Yeah, exactly. I worked in a place where we switch a whole python service to golang and it made an astonish difference in allocated resources. Maybe if this was well understood we could use as a selling point to languages more efficient.

seancorfield00:05:16

I would expect that even if you fixed the language variable, how you actually code in that language is going to introduce variability into scaling.

seancorfield00:05:44

But your “selling point” might be a black mark against Clojure 🙂

bartuka00:05:12

Possibly, but at least you could make more informed decisions. I might be in a bubble that thinks python is the way to go. 1) easy to learn and to build.
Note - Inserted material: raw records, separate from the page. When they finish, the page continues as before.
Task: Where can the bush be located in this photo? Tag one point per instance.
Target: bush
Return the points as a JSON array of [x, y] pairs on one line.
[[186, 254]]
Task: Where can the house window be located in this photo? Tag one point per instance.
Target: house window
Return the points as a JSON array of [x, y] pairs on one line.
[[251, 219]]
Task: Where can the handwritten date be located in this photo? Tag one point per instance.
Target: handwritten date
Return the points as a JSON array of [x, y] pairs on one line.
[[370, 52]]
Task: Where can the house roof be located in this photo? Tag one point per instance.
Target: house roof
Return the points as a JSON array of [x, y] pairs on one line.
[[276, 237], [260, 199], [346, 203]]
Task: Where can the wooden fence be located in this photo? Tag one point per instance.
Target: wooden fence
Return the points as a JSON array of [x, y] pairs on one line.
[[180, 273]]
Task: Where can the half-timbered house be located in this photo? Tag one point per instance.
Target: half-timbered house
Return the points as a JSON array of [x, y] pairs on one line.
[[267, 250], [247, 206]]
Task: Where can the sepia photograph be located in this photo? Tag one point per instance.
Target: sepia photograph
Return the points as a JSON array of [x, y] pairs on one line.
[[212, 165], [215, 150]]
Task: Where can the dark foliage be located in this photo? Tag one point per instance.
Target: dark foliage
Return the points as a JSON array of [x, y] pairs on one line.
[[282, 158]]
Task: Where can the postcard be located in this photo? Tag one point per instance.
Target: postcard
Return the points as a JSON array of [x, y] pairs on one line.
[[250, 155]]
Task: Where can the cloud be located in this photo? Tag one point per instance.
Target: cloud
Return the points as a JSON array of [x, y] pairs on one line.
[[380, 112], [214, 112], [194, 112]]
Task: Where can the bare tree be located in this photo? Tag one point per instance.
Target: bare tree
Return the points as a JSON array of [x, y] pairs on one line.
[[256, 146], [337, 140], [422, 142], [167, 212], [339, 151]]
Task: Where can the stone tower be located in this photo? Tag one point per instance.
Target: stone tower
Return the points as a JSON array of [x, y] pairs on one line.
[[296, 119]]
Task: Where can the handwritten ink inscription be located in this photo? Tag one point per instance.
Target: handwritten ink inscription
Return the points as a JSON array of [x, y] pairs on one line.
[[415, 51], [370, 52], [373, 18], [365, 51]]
So it is difficult to discuss against it with business people too but the compromise of choosing it is not well understood at all

bartuka00:05:49

And the language of money has more attention. Often the cost of "rewrite" after the prototype is done is taken into account. But these rewrites are very difficult to actually happen

seancorfield00:05:23

Yeah, I’ve been very lucky to have worked at companies where “rewrite” is fine but most folks are not.

bartuka01:05:29

About the selling point against clojure.. let's take the grpc benchmark as a proxy. Do I prefer a very expressive and easy to learn language like python that will cost 20x more over time or a very expressive but not so easy to learn language like clojure with 2x more cost over time when compared to pure java or rust. (Or even higher discrepancy)

bartuka01:05:51

I think the business have no idea of how huge these costs can add up

bartuka01:05:39

Studies like this would be very valuable to discussions like this with management sector

bartuka01:05:03

A study trying to identify what languages you are more prone to poor implementations. For example, I had an experience with PHP and it is incredible how much content is out there in the web... And how much bad advices are out there too. Looking at my teams working with python and clojure I would say that you are more prone to silly errors in python because of the amount of bad advices around the web when you search for basic stuff

raspasov04:05:01

@UBSREKQ5Q “hard” and “easy” are very relative. I’ve had a much easier time learning Clojure (coming from PHP) than Python. And I had “tried” learning Python before Clojure, but I had zero motivation because I never saw any benefit. It’s 95% the same language as PHP, just slower. So I never “learned” it. I have a basic understanding of it, 3/10. But I can’t write a correct line in it without Google. The syntax makes zero sense (to me). If you’re saying “easy” as in “a bigger pool of people to hire from”, there’s no contest there, I agree.